The main health effect in relation to occupational exposure to chlorine dioxide is irritation of the respira- tory tract, skin, and eyes. There is no reliable quantita- tive human data. The animal studies are old and of poor quality, and no long-term studies are available; the likely target tissue, the nasal tract, was not investigated, and studies focused on the lungs. A NOAEL for respiratory tract effects of 1 ppm (2.8 mg/m3) derived from inhalation studies in rats of up to a 2-month duration thus is based on very limited data.
- Sample risk characterization.
The scenario chosen as an example is occupational exposure in the United Kingdom; the available measured occupational exposure data and the exposure levels predicted using the EASE model indicate a maximum likely exposure of 0.1 ppm (0.28 mg/m3), 8-h TWA.
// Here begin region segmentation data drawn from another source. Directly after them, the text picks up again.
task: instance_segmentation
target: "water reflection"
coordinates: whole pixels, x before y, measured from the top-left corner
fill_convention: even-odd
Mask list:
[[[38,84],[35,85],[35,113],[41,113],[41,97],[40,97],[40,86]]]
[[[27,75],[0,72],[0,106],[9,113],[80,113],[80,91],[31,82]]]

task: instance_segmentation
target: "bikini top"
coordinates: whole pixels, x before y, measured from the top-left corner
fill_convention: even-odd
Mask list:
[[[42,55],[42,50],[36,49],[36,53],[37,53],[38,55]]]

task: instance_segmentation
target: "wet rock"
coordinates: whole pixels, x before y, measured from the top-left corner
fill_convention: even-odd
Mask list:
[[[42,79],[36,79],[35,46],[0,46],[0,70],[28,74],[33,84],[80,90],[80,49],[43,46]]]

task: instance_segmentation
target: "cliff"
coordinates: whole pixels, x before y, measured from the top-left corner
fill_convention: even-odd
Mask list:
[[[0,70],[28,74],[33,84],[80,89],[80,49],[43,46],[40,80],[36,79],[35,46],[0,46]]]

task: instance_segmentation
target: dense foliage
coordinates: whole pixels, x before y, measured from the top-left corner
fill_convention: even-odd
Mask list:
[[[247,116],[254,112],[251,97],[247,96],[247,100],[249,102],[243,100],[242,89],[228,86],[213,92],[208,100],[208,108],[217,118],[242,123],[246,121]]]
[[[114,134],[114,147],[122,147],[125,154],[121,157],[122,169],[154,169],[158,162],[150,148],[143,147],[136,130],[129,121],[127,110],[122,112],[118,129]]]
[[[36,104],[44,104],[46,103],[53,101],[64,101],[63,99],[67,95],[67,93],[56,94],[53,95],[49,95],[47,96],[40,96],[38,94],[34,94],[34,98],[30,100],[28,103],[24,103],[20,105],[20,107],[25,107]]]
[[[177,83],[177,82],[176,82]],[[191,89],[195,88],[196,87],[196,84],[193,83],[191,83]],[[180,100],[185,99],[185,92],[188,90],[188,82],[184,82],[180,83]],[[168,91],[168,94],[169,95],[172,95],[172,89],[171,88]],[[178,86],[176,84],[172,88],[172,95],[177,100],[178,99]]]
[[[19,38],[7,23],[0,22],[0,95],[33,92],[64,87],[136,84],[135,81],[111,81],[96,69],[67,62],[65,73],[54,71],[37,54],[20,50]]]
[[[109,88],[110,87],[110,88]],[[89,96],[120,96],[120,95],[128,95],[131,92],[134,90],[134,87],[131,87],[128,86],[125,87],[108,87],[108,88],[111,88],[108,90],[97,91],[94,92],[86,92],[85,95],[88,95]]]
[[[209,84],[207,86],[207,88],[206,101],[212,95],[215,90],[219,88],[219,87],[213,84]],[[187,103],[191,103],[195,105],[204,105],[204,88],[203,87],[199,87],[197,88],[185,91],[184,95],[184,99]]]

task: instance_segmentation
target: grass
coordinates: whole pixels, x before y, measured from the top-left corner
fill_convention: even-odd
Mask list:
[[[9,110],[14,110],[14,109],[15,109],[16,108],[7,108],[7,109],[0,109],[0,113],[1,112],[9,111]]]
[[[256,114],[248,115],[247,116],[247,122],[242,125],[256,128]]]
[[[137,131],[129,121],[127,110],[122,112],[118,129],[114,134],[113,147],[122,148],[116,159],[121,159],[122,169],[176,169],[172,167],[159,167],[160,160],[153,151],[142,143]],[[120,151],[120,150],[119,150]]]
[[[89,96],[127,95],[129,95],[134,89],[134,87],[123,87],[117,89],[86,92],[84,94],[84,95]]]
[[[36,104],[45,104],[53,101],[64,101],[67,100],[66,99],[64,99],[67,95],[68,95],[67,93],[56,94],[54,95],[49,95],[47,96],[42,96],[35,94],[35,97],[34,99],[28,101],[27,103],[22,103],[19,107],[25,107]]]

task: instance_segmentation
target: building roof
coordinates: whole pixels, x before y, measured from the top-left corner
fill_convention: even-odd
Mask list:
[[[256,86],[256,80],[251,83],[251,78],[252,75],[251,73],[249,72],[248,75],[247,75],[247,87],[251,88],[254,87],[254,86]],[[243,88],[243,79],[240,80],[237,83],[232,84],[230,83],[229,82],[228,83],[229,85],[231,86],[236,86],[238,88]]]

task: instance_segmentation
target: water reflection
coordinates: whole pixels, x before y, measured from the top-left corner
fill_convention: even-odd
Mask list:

In occupational settings, a pragmatic approach (so-called “margin of safety”) may be used by comparison of NOAELs for the key end-point of concern with the exposure levels achieved under occupational conditions to help determine the adequacy of current practices in terms of protecting human health. Applying this approach for chlorine dioxide, comparison of the predicted exposure level with the NOAEL of 1 ppm (2.8 mg/m3) suggests that there is no cause for concern in relation to the development of irritation of the respiratory tract and of the eyes in workers occupationally exposed to chlorine dioxide..
b. Evaluation of environmental effects.
Insufficient data are available with which to conduct an environmental risk assessment. Chlorine dioxide would be degraded in the environment to yield chlorite and chlorate in water. However, almost all release is to the atmosphere, with decomposition to chlorine and oxygen. The few ecotoxicity data available show that chlorine dioxide can be highly toxic to aquatic organisms; the lowest reported LC50 for fish was 0.02 mg/litre. Chlorate, released in pulp mill wastewaters following use of chlorine dioxide, has been shown to cause major ecological effects on brackish water communities. Brown macroalgae (seaweeds) are particularly sensitive to chlorate following prolonged exposure. The threshold for effects is between 10 and 20 µg/litre.